Eveille-toi que je suive tes traces
J’ai un corps pour t’attendre pour te suivre
Des portes de l’aube aux portes de l’ombre
Un corps pour passer ma vie à t’aimer

Un cœur pour rêver hors de ton sommeil



Nous deux

Nous deux nous tenant par la main
Nous nous croyons partout chez nous
Sous l’arbre doux sous le ciel noir
Sous tous les toits au coin du feu
Dans la rue vide en plein soleil
Dans les yeux vagues de la foule
Auprès des sages et des fous
Parmi les enfants et les grands
L’amour n’a rien du mystérieux
Nous sommes l’évidence même
Les amoureux se croient chez nous




Printemps

Il y a sur la plage quelques flaques d’eau
Il y a dans les bois des arbres fous d’oiseaux
La neige fond dans la montagne
Les branches des pommiers brillent de tant de fleurs
Que le pâle soleil recule

C’est par un soir d’hiver dans un monde très dur
Que je vis ce printemps près de toi l’innocente
Il n’y a pas de nuit pour nous
Rien de ce qui périt n’a de prise sur toi
Et tu ne veux pas avoir froid

Notre printemps est un printemps qui a raison




Sérénité

Mes sommets étaient à ma faille
J’ai roulé dans tous mes ravins
Et je suis bien certain que ma vie est banale
Mes amours ont poussé dans un jardin commun
Mes vérités et mes erreurs
J’ai pu les peser comme on pèse
Le blé qui double le soleil
Ou bien celui qui manque aux granges
J’ai donné à ma soif l’ombre d’un gouffre lourd
J’ai donné à ma joie de comprendre la forme
D’une jarre parfaite



Le Phénix


Je suis le dernier sur ta route
Le dernier printemps la dernière neige
Le dernier combat pour ne pas mourir

Et nous voici plus bas et plus haut que jamais.

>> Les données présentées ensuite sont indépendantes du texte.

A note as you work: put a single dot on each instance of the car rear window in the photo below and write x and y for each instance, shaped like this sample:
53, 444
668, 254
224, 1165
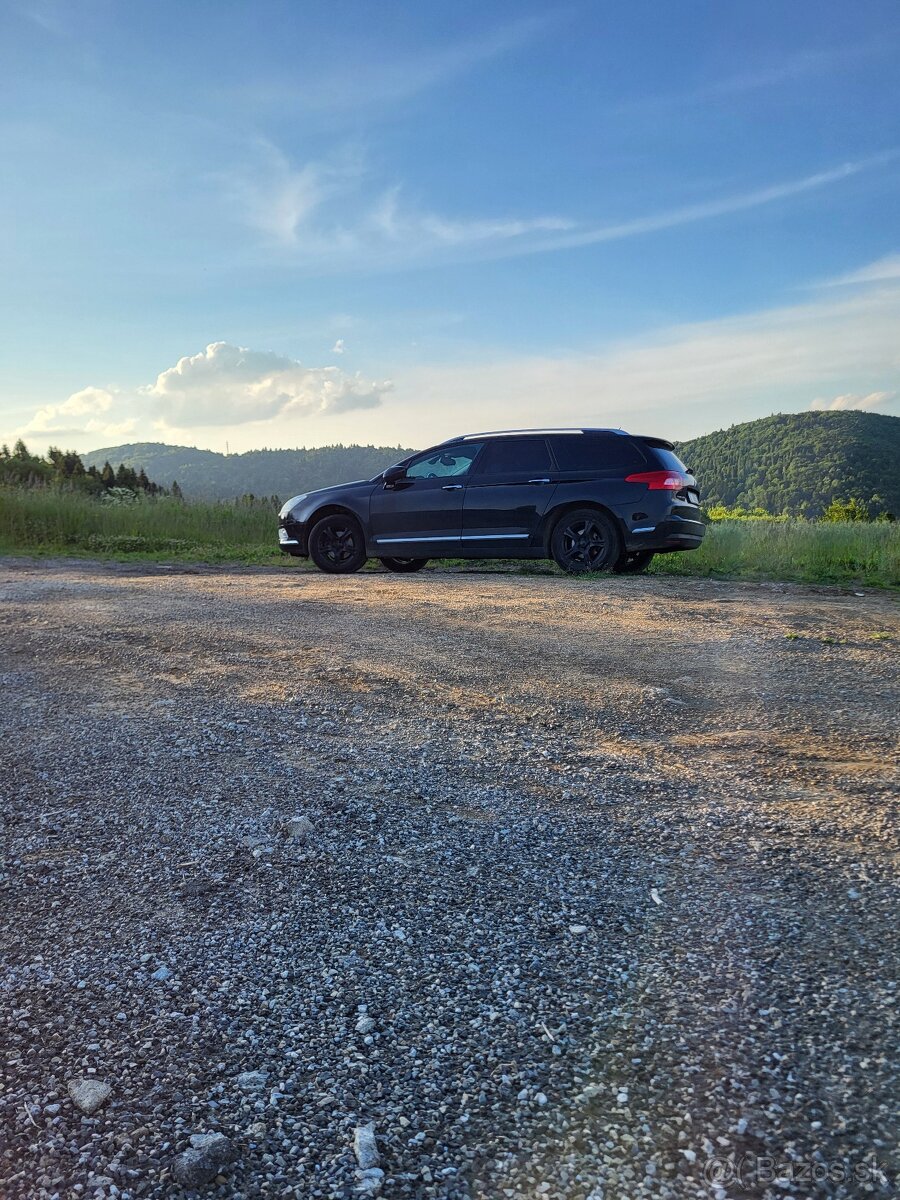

Il y a de tout dans notre bûcher
Des pommes de pin des sarments
Mais aussi des fleurs plus fortes que l'eau

De la boue et de la rosée,

La flamme est sous nos pieds la flamme nous couronne
A nos pieds des insectes des oiseaux des hommes
Vont s'envoler

Ceux qui volent vont se poser.

Le ciel est clair la terre est sombre
Mais la fumée s'en va au ciel
La ciel a perdu tous ses feux.

La flamme est restée sur la terre

La flamme est la nuée du coeur
Et toutes les branches du sang
Elle chante notre air

Elle dissipe la buée de notre hiver.

Nocturne et en horreur a flambé le chagrin
Les cendres ont fleuri en joie et en beauté
Nous tournons toujours le dos au couchant

Tout a la couleur de l'aurore.


La mort, l'amour, la vie

J’ai cru pouvoir briser la profondeur de l’immensité
Par mon chagrin tout nu sans contact sans écho
Je me suis étendu dans ma prison aux portes vierges
Comme un mort raisonnable qui a su mourir
Un mort non couronné sinon de son néant
Je me suis étendu sur les vagues absurdes
Du poison absorbé par amour de la cendre
La solitude m’a semblé plus vive que le sang
Je voulais désunir la vie
Je voulais partager la mort avec la mort
Rendre mon cœur au vide et le vide à la vie
Tout effacer qu’il n’y ait rien ni vire ni buée
Ni rien devant ni rien derrière rien entier
J’avais éliminé le glaçon des mains jointes
J’avais éliminé l’hivernale ossature
Du voeu de vivre qui s’annule

Tu es venue le feu s'est alors ranimé
L'ombre a cédé le froid d'en bas s'est étoilé
Et la terre s'est recouverte
De ta chair claire et je me suis senti léger
Tu es venue la solitude était vaincue
J'avais un guide sur la terre je savais
Me diriger je me savais démesuré
J'avançais je gagnais de l'espace et du temps
J'allais vers toi j'allais sans fin vers la lumière
La vie avait un corps l'espoir tendait sa voile
Le sommeil ruisselait de rêves et la nuit
Promettait à l'aurore des regards confiants
Les rayons de tes bras entrouvraient le brouillard
Ta bouche était mouillée des premières rosées
Le repos ébloui remplaçait la fatigue
Et j'adorais l'amour comme à mes premiers jours.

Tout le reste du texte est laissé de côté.